The other reliable option is to just use one beefy machine, and scale vertically

fiery plover
#

i'm in the same boat like OP, Fortune 500 corp here. We like the product, but for now in semi-PoC we'd like to increase our cache hit rate

#

we already have a dozen (10ish) of beefy machines but cache hit is not good enough. You have to run at least 10 runs to get your cache populated on all 10 machines

oak briar
#

Perhaps naive but is it really not an option to hook up a SaaS service for a semi-poc?

fiery plover
#

same procurement issues as the OP, plus we have a lot of SOX and PCI-compliant docker images, and storing them in SaaS cloud would be a nightmare for our security teams

#

I wish it was easier though

oak briar
#

We’re happy to set you up on an trial account, talk to your buyer’s & management etc. Also I’m curious if bring-your-own-storage would make a difference?

#

With BYOS we would never touch the cache data. Only cache orchestration and telemetry (for visualization)

fiery plover
#

if you're offerring such a hybrid model than that would be way more acceptable

#

what would be the pricing / cost model for that? if we bring our own storage

oak briar
#

We also just started SOC2 type 2 evaluation period in case that helps. We’re in this to make the bosses & buyers happy 😁

#

Our whole pricing is metered by managed minutes, to scale with utilization.
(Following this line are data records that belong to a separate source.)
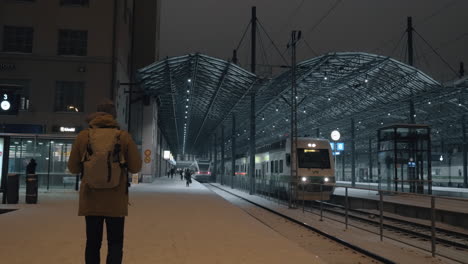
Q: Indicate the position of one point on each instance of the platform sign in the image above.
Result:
(2, 150)
(8, 102)
(339, 146)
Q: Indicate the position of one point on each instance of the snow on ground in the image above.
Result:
(398, 252)
(167, 223)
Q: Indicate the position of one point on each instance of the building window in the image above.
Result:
(74, 2)
(17, 39)
(72, 42)
(69, 96)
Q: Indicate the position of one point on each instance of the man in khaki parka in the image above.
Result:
(109, 205)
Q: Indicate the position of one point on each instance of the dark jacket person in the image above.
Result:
(104, 205)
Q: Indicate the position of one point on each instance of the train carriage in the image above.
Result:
(315, 177)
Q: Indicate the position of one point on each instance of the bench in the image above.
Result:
(69, 180)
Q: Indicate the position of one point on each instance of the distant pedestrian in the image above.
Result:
(104, 155)
(31, 167)
(188, 177)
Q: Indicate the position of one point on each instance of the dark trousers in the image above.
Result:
(115, 231)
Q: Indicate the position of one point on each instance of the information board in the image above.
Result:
(1, 156)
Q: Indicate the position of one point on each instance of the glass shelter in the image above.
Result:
(51, 153)
(404, 158)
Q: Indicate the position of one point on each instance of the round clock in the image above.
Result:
(5, 105)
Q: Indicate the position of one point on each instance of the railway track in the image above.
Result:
(259, 212)
(445, 237)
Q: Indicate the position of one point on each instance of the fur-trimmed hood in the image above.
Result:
(102, 119)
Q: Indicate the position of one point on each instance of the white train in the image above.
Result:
(316, 169)
(201, 171)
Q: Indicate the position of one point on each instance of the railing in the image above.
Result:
(289, 194)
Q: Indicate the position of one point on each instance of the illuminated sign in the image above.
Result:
(7, 67)
(167, 154)
(339, 146)
(8, 102)
(335, 135)
(310, 150)
(68, 129)
(1, 158)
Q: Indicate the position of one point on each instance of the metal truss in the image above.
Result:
(332, 89)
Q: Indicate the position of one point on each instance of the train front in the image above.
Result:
(316, 169)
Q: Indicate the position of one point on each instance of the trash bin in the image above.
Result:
(31, 188)
(12, 188)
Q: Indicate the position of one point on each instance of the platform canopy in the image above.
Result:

Typically pays for itself because of the compute savings from caching, and engineering savings from visualization, faster dev loop etc

oak briar
#

We learned our lesson from Docker, and want to build out the business side early, in a way that integrates well with the community side. That will allow us to be masters of our own destiny, and actually deliver something reliable for the long term. In my experience, a great software product that is not financially viable is only temporarily great.